How many employees did you initially start off with and how many do you have today?

When we first started out as a guesthouse Staywell Hotels only employed 13 people. Today through our expansion we have 35 people on our staff complement. We also engage casuals pending on the capacity of our rooms. Casuals usually help with housekeeping when the hotel is full.

What is the turnover of your staff?

Our turnover of staff is relatively low but we are faced with the challenge of finding the right calibre of people who are professional and have the right attitude towards their work and our guests. We really value members of staff that are hands on and go the extra mile to better our service. We also encourage our staff to also develop themselves through training and become cross-functional and multi-task in different departments of the hotel.

By knowing each and every one of our customers we will be able to secure repeat business.

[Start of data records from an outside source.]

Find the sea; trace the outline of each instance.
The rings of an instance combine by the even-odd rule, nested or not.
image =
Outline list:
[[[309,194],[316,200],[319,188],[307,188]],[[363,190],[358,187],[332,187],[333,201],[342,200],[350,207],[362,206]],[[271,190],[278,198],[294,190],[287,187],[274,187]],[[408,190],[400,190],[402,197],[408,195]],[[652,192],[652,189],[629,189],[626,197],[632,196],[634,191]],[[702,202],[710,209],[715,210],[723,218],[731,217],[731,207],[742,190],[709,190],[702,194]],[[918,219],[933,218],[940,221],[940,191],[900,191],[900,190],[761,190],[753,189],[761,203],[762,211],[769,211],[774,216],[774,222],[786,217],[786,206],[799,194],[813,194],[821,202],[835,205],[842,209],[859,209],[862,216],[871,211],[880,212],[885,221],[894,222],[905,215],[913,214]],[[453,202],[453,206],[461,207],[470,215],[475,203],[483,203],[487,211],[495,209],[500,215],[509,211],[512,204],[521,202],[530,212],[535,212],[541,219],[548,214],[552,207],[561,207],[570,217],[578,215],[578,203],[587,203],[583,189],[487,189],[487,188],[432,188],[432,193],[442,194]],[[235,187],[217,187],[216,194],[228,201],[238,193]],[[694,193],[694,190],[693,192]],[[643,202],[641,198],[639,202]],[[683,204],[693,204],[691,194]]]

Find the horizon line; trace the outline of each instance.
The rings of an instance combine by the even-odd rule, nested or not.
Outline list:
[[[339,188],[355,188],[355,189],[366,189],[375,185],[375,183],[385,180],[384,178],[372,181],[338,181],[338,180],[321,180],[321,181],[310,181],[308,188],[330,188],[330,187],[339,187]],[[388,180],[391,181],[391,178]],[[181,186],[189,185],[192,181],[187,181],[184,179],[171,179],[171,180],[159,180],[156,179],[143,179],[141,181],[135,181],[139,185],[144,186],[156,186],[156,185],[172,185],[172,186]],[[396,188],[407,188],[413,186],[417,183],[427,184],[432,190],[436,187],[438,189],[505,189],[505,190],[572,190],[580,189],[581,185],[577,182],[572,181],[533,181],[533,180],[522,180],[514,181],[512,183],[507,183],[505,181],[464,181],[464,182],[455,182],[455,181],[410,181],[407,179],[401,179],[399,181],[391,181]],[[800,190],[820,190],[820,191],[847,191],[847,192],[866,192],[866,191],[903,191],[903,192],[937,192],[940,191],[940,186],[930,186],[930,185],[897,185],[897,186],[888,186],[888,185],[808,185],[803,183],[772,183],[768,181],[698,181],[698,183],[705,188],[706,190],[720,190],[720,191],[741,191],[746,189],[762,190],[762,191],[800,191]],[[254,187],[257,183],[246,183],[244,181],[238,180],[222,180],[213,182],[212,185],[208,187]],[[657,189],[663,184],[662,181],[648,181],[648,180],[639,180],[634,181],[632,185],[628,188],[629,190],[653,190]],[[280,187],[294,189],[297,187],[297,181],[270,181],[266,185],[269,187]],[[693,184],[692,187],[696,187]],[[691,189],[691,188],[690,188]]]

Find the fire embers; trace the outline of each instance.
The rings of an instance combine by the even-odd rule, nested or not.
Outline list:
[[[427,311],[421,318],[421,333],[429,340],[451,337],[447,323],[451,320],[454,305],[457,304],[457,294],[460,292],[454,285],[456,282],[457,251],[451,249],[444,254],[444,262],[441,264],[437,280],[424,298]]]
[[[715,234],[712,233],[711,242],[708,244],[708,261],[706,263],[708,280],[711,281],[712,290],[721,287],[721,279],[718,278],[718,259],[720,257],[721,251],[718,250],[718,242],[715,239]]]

How do you maintain relationships with your clientele?

In this line of business, you constantly need to keep track of your customers without being too intrusive. Hospitality should be personalised and tailor-made to ensure that you provide the highest level of comfort to your guests. Staywell Hotels prides itself on being open to feedback whether it be good or bad. Feedback is always good and should always be taken positively to improve your service. We also have Trip Advisor which also helps us follow our customers opinions of our service offering.

What else is the Rakhudu Family passionate about?

Besides Staywell Hotels, the family has a passion for commercialised farming. We have a 120-hectare farm in the Central District in the Mashoro area. On this farm we have ploughed and planted maize which we will soon harvest. Mrs. Rakhudu is the one leading the farming. Along with the crops we are also into integrated farming breeding goats, cattle, ducks and chickens.  We even supply the hotel with the meat from the animals that we breed.

What advice can you offer entrepreneurs going into the hospitality industry?

Passion is the foundation of running any successful business and one needs to ensure that they never lose the drive and passion to succeed. Business owners need to be able to differentiate between commitment and contribution and know that they need to sacrifice both time and money. In any line of business, it is also important to share your successes and challenges with others in order to also create an environment of learning. By sharing information the industry will grow for the better.